2. ICH Website. Integrated Addendum to ICH E6(R1): Guideline for Good Clinical Practice E6(R2). Published November 9, 2016.
3. ICH Website. ICH E6(R3): Guideline for Good Clinical Practice – Step 4 Version. Published January 14, 2025.
4. US Food and Drug Administration. Digital Health Technologies for Remote Data Acquisition in Clinical Investigations: Guidance for Industry, Investigators, and Other Stakeholders. US Department of Health and Human Services; December 2023.
5. European Commission, Heads of Medicines Agencies, European Medicines Agency. Recommendation Paper on Decentralised Elements in Clinical Trials. Version 2. Published October 29, 2025.
6. MHRA Website. Clinical Trials for Medicines: Compliance with ICH E6 Good Clinical Practice (GCP) in the United Kingdom. Gov.uk. Published March 27, 2026. Updated April 28, 2026.

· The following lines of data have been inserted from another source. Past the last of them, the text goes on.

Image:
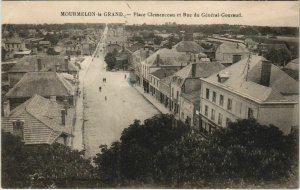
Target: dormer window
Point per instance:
(223, 76)
(18, 128)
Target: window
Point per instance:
(206, 111)
(212, 114)
(221, 100)
(214, 96)
(229, 104)
(220, 118)
(18, 128)
(250, 113)
(207, 93)
(227, 121)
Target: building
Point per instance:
(229, 53)
(190, 108)
(292, 69)
(187, 80)
(161, 58)
(135, 63)
(13, 45)
(155, 78)
(40, 121)
(250, 88)
(47, 84)
(40, 63)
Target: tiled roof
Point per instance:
(247, 83)
(29, 64)
(168, 57)
(42, 83)
(167, 80)
(188, 46)
(233, 48)
(193, 96)
(42, 120)
(293, 65)
(44, 42)
(14, 40)
(164, 72)
(203, 69)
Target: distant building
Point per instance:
(190, 108)
(187, 80)
(155, 77)
(40, 63)
(13, 45)
(292, 69)
(230, 53)
(250, 88)
(47, 84)
(40, 121)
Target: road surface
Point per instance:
(106, 119)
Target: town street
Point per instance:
(106, 119)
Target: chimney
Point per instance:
(66, 106)
(157, 60)
(6, 108)
(265, 72)
(39, 64)
(63, 117)
(193, 69)
(53, 98)
(66, 66)
(18, 128)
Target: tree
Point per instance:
(42, 166)
(157, 40)
(245, 150)
(130, 161)
(110, 59)
(167, 154)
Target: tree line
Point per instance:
(160, 153)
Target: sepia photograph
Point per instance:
(150, 95)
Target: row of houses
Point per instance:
(40, 103)
(208, 94)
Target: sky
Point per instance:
(261, 13)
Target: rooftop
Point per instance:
(246, 82)
(164, 72)
(188, 46)
(203, 69)
(48, 113)
(233, 48)
(29, 63)
(42, 83)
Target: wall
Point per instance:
(239, 108)
(192, 84)
(14, 78)
(186, 110)
(279, 115)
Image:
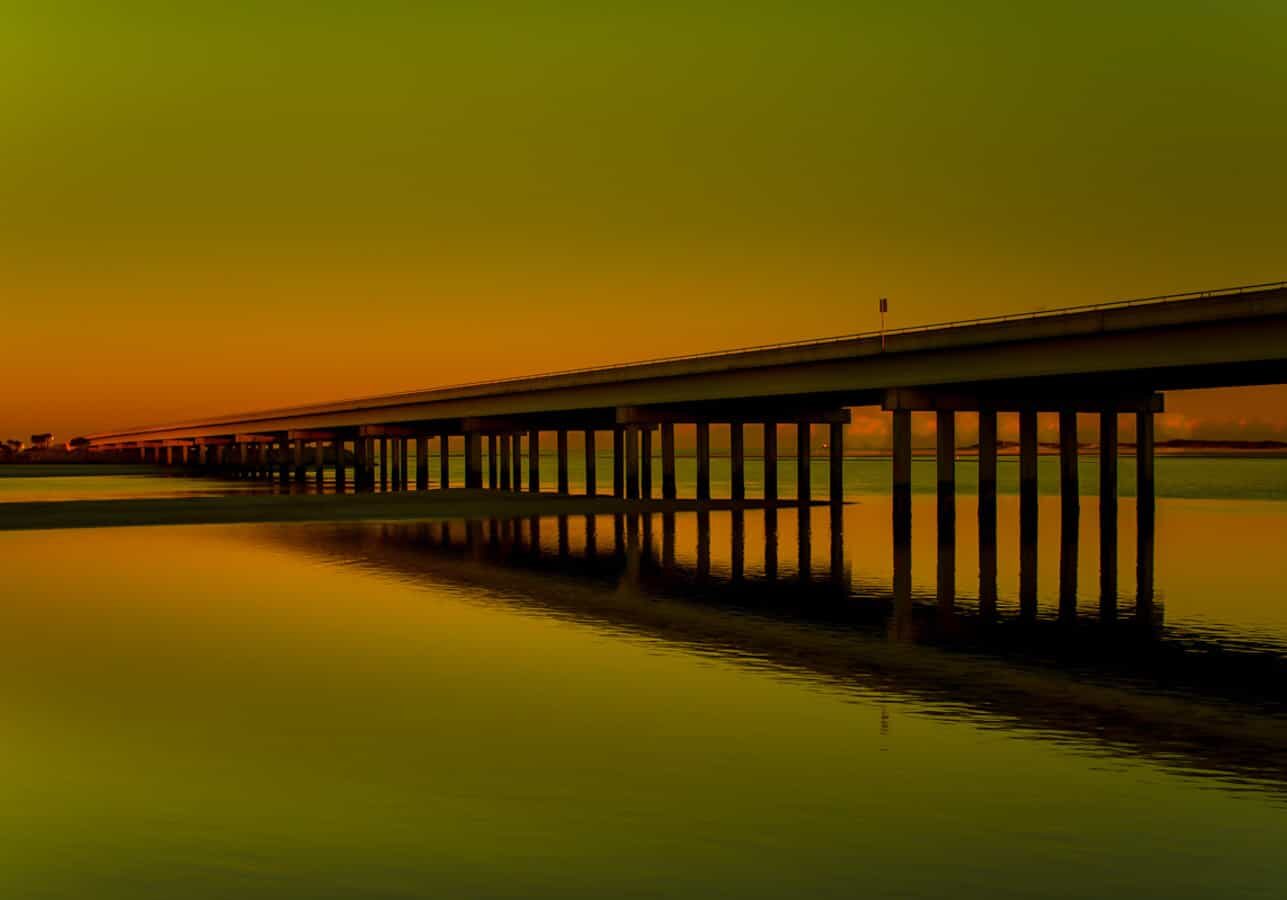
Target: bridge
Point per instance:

7. TransCelerate BioPharma Inc. Position Paper: Risk-Based Monitoring Methodology. Published 2013.
8. Clinical Trials Transformation Initiative. CTTI Recommendations: Decentralized Clinical Trials. Published September 2018.
9. US Food and Drug Administration. Oversight of Clinical Investigations — A Risk-Based Approach to Monitoring: Guidance for Industry. US Department of Health and Human Services; August 2013.
10. ICH Website. ICH Reflection Paper on GCP Renovation: Modernisation of ICH E8 and Subsequent Renovation of ICH E6. Approved June 2021.